Fils et petit-fils d’architectes, Pierre Lesage est né en 1935 ; il aurait pu se contenter de suivre la voie tracée par son grand-père Victor – auteur entre autres de la Maison de la Mutualité à Paris, avec son associé Charles Miltgen – et son père, Robert, qui de 1900 à 1960 avaient œuvré dans le domaine des lotissements parisiens et du logement dans le Grand Paris. Conscient que la profession d’architecte devait s’adapter à l’évolution de l’économie et de la société, il a cependant choisi d’explorer d’autres modèles et d’autres méthodes. En marge d’une scolarité classique à l’École des beaux-arts de Paris, dans les années 1950, il « fait la place » dans une agence bien établie, celle de Guy Lagneau, boulevard Saint-Germain, qui a l’avantage d’être proche de la rue Bonaparte. Il complète surtout sa formation à l’Institut d’urbanisme, où enseigne alors Roger Puget, mais surtout Robert Auzelle, figure clé de cette discipline d’après-guerre, dont la pensée n’a cependant pas réussi à infléchir le mouvement quasi général d’adhésion aux théories modernistes. Sans pour autant se poser en disciple d’Auzelle, Pierre Lesage partage l’un de ses principaux combats : en finir avec la grande échelle du logement et retrouver un urbanisme « à dimension humaine ». Des planches de la fameuse Encyclopédie d’urbanisme publiée par Auzelle pendant plusieurs années, il recopie soigneusement celle consacrée aux parcs et aux places de Paris.

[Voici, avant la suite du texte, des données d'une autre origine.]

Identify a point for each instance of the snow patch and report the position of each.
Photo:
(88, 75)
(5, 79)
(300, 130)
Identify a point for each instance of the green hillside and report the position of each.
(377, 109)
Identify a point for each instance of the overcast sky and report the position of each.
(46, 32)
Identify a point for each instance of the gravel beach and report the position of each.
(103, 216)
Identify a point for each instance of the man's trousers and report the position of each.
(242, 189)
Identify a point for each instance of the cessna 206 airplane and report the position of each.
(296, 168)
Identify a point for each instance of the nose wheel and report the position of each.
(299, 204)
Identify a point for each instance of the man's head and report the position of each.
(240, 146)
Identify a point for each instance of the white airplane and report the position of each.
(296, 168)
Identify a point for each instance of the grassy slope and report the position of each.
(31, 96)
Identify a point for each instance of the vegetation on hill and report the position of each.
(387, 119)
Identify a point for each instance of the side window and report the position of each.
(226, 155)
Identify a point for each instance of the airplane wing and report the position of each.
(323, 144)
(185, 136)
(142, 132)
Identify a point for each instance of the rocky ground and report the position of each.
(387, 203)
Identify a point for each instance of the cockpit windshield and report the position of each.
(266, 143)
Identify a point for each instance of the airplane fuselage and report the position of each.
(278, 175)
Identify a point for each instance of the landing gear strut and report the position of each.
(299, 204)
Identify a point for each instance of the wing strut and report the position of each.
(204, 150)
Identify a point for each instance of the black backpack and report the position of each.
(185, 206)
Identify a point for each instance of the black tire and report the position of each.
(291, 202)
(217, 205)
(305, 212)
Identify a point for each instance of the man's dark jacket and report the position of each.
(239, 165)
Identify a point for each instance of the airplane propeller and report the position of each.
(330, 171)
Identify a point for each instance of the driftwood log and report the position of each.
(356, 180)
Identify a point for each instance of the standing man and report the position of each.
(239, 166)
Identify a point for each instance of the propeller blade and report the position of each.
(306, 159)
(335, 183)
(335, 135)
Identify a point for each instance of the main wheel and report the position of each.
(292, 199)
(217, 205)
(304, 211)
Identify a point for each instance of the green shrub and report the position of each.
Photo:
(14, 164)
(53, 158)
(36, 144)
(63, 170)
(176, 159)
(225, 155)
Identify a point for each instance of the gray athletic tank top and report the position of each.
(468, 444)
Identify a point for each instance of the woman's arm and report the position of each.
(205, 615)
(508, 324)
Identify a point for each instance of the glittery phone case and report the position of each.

Pierre Lesage traversera la seconde moitié du xxe siècle à travers cinq agences. La première est celle de son père, entre 1964 et 1969 : concentrés sur les opérations de logements dans la banlieue parisienne, les Lesage s’associent par la suite, à sa demande, au Grand Prix de Rome Jean-Claude Dondel. Ce dernier termine alors une brillante carrière en scellant avec ses confrères une association principalement destinée à un partage de réseaux et de commandes, jusqu’en 1977. C’est cette année-là que Pierre Lesage prend sa totale indépendance, avant d’engager, dans les années 1980, une spécialisation dans les études d’urbanisme. Pour garder la main sur toutes les échelles et toutes les étapes de son métier, Pierre Lesage crée cinq pôles de compétences, tous inscrits dans une logique de synergie et de complémentarité. Le secteur d’administration des biens (la gérance) permet, sur le plan financier, de réguler le décalage entre les dépenses et les recettes des activités d’architecture et d’urbanisme ; il est aussi un moyen de travailler à la rénovation de très nombreux bâtiments. L’agence d’architecture bénéficie de ces travaux en même temps qu’elle répond à l’important volume de commandes que lui rapporte l’atelier d’urbanisme. Clé de voûte du dispositif, celui-ci est composé d’une équipe pluridisciplinaire et associe une dizaine de spécialistes. D’abord focalisée sur l’urbanisme opérationnel, cette structure se spécialise peu à peu dans les études préalables, dans de très nombreuses ZAC. Au plus fort de son activité, l’agence cumulera 75 employés dans les locaux de l’impasse Guéménée à Paris. C’est ce qui lui vaut un succès que le secteur du BTP scrutera avec intérêt : en 1992, l’un des leaders de ce secteur lui propose ainsi – sans succès – de racheter son agence au prix fort, avec pour objectif premier de s’approprier un savoir-faire dont il ne disposait pas.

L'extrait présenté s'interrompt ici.